In line with our previous observations6, tumor samples did not form clusters in MOFA but rather gradients between extreme molecular profiles (Fig. 1d,e). The ploidy factor ranged between a genomic near-haploidization (GNH) and a whole-genome doubling (WGD) profile, with a gradient of intermediate ploidies due to various levels of chromosome arm and focal amplifications and deletions (Fig. 1d). In contrast with the features found associated with the GNH subtype identified in the The Cancer Genome Atlas (TCGA) cohort4, the single near-haploid sample, MESO_108, had a ploidy of 1.10, almost no copy-neutral loss of heterozygosity (LOH) (<1%) and no SETDB1/TP53 mutations and did not undergo WGD. Therefore, this sample does not correspond to the GNH subtype as described by Hmeljak and colleagues4, but to another possible genomic trajectory, where genomic instability is driven by alternative pathways.
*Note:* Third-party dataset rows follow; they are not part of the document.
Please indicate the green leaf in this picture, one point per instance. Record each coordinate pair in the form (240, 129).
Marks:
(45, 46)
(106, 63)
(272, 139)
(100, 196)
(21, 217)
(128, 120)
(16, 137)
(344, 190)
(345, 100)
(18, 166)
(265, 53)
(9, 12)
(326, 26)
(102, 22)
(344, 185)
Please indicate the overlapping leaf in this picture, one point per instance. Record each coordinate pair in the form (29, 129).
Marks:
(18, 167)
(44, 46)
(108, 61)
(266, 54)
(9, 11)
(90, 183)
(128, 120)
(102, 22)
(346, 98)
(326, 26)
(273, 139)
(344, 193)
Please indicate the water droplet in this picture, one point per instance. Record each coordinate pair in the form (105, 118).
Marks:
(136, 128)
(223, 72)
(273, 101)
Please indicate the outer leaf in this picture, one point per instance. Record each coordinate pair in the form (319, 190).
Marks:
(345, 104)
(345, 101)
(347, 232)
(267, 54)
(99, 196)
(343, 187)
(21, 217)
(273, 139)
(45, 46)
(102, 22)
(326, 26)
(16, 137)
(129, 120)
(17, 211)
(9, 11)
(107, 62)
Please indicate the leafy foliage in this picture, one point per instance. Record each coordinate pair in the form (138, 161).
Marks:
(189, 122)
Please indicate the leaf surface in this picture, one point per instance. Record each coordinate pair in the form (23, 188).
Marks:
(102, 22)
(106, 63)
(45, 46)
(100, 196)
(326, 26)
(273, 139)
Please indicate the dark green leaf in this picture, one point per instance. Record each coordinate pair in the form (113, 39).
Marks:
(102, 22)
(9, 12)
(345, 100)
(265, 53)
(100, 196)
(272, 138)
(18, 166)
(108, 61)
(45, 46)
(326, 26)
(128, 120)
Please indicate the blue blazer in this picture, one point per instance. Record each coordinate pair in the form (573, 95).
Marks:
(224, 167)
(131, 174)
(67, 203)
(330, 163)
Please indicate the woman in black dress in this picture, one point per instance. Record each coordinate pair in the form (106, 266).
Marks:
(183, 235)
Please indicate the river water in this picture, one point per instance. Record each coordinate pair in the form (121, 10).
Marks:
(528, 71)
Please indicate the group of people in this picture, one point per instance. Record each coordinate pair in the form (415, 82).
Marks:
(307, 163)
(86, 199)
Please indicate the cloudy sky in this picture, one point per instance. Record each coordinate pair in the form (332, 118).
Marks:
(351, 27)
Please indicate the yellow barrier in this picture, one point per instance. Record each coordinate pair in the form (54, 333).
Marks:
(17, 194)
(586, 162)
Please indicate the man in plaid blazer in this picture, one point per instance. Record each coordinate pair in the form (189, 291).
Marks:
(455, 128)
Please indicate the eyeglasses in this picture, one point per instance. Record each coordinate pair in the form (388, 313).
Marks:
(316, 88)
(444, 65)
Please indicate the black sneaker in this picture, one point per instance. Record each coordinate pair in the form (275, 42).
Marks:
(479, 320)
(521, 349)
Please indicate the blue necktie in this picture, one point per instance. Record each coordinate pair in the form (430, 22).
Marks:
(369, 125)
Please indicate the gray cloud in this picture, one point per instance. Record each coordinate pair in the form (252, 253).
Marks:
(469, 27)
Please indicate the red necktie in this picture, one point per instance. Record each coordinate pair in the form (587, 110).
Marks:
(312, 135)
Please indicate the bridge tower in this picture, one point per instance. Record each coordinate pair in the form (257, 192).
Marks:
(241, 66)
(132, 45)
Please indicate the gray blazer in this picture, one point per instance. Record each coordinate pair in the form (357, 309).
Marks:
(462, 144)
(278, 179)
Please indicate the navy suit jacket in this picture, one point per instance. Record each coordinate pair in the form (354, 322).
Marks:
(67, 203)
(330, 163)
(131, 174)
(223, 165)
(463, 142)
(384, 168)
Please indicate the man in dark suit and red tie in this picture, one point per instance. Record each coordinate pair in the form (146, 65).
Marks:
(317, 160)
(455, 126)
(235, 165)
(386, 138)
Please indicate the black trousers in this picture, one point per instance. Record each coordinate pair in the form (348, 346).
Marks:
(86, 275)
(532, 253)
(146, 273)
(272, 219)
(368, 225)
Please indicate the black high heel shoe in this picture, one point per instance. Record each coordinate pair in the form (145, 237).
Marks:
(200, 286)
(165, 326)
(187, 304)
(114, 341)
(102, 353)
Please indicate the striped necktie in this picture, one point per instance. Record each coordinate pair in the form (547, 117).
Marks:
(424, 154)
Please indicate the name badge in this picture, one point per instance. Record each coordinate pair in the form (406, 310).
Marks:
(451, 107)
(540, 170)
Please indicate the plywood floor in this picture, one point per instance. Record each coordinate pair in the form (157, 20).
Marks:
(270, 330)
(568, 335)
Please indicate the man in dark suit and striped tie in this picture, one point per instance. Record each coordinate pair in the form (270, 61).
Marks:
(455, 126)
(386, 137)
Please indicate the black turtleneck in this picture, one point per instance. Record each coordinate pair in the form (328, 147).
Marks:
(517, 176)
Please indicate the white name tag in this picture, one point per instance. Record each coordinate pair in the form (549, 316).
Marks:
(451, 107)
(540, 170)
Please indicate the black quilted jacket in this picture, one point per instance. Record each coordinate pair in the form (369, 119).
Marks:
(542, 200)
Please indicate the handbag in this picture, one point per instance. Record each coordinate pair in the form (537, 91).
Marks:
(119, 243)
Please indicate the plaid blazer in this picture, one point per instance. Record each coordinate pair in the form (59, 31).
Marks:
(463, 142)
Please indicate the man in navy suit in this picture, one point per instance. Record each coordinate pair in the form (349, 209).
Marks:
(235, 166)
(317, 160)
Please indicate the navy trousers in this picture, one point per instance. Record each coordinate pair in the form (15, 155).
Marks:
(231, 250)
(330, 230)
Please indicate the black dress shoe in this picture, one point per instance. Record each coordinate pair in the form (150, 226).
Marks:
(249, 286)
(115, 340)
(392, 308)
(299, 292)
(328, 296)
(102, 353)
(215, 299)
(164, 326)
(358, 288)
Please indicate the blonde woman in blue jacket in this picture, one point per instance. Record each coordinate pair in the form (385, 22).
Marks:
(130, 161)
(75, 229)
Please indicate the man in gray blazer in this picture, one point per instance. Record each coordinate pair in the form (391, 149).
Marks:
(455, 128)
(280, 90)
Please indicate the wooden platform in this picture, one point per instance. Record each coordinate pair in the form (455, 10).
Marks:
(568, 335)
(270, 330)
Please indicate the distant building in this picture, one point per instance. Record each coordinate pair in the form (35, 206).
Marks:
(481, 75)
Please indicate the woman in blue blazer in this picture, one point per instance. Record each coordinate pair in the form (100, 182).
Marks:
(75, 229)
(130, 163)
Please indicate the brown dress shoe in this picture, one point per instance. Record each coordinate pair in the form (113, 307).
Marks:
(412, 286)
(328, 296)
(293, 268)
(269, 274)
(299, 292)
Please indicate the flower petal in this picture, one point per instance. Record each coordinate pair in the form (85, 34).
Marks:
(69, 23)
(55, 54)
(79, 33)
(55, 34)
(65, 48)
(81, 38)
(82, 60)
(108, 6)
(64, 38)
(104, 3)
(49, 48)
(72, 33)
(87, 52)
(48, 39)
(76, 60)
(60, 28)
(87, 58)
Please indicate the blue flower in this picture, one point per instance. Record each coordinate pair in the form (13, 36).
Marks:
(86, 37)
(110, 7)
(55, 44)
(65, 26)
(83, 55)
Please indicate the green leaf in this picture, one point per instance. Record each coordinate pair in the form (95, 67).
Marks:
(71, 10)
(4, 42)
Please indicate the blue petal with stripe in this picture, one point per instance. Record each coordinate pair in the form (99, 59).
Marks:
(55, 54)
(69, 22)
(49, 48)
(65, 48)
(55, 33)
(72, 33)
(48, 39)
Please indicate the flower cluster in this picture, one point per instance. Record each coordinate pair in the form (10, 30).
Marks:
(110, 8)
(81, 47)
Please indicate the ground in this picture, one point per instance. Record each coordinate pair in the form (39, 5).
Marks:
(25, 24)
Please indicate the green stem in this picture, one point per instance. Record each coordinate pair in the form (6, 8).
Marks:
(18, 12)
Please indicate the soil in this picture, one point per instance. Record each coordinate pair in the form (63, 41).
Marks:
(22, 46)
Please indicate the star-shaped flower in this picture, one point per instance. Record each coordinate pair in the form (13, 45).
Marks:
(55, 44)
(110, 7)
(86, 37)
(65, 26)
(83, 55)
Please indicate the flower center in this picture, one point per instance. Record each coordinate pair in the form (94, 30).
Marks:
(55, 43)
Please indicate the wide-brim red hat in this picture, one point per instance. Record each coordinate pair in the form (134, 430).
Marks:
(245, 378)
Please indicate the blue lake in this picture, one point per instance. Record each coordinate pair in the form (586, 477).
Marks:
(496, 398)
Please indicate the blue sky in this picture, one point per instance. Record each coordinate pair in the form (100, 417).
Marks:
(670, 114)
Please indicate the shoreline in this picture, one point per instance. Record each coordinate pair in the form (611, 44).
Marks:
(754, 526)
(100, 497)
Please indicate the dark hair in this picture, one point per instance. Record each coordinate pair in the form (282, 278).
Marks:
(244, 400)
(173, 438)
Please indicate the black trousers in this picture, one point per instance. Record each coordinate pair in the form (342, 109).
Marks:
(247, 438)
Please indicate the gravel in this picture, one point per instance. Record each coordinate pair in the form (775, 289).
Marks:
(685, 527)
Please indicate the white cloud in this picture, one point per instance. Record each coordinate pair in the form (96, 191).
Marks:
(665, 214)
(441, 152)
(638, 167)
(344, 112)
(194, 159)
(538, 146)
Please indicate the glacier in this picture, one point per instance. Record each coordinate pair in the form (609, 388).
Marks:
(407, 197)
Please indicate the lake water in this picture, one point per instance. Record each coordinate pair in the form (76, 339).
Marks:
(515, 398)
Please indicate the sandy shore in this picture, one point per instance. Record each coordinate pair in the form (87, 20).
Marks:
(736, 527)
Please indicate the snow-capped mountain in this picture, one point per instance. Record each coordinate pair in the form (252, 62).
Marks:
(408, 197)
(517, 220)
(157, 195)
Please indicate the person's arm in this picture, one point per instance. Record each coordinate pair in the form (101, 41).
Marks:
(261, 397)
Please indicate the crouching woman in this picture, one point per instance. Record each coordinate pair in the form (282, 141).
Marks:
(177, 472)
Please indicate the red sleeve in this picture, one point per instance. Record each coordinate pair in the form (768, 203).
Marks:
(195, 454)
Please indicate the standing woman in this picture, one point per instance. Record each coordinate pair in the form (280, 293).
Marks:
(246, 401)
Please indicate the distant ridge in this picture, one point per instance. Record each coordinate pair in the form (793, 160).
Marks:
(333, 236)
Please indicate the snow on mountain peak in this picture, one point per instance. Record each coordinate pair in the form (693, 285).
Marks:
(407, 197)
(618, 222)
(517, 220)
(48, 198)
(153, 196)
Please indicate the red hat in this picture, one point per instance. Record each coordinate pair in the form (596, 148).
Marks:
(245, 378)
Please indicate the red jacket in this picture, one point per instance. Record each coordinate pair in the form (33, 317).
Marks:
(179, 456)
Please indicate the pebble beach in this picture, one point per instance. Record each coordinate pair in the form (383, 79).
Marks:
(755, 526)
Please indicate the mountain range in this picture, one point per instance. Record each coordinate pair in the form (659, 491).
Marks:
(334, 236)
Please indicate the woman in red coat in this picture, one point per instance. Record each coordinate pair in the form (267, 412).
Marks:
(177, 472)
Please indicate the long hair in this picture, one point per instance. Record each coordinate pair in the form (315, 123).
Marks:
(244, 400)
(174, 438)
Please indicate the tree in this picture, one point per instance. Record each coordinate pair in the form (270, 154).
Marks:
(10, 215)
Differential gene expression analyses showed that, as reported in other tumor types12, the most upregulated enriched pathway in WGD-positive (WGD+) versus WGD-negative (WGD) cases was E2F targets (q value = 0.048; Supplementary Tables 9 and 10), although we could not replicate this result in the TCGA cohort4, possibly due to the difficulty of replicating such findings in low-sample-size series (n = 11 WGD+ samples). The CIMP factor also ranged between two extreme profiles: CIMP-low and CIMP-high (Fig. 1e). A well-known effect of the CIMP-high phenotype is epigenetic silencing of tumor suppressor genes16. In line with this, we identified five Catalogue of Somatic Mutations in Cancer (COSMIC) tumor suppressor genes17, whose expression was negatively correlated with both the CIMP index and the methylation level of their CpG island(s): CBFA2T3, FBLN2, PRF1, SLC34A2 and WT1 (median q value = 2.6 × 10−3; Supplementary Table 11).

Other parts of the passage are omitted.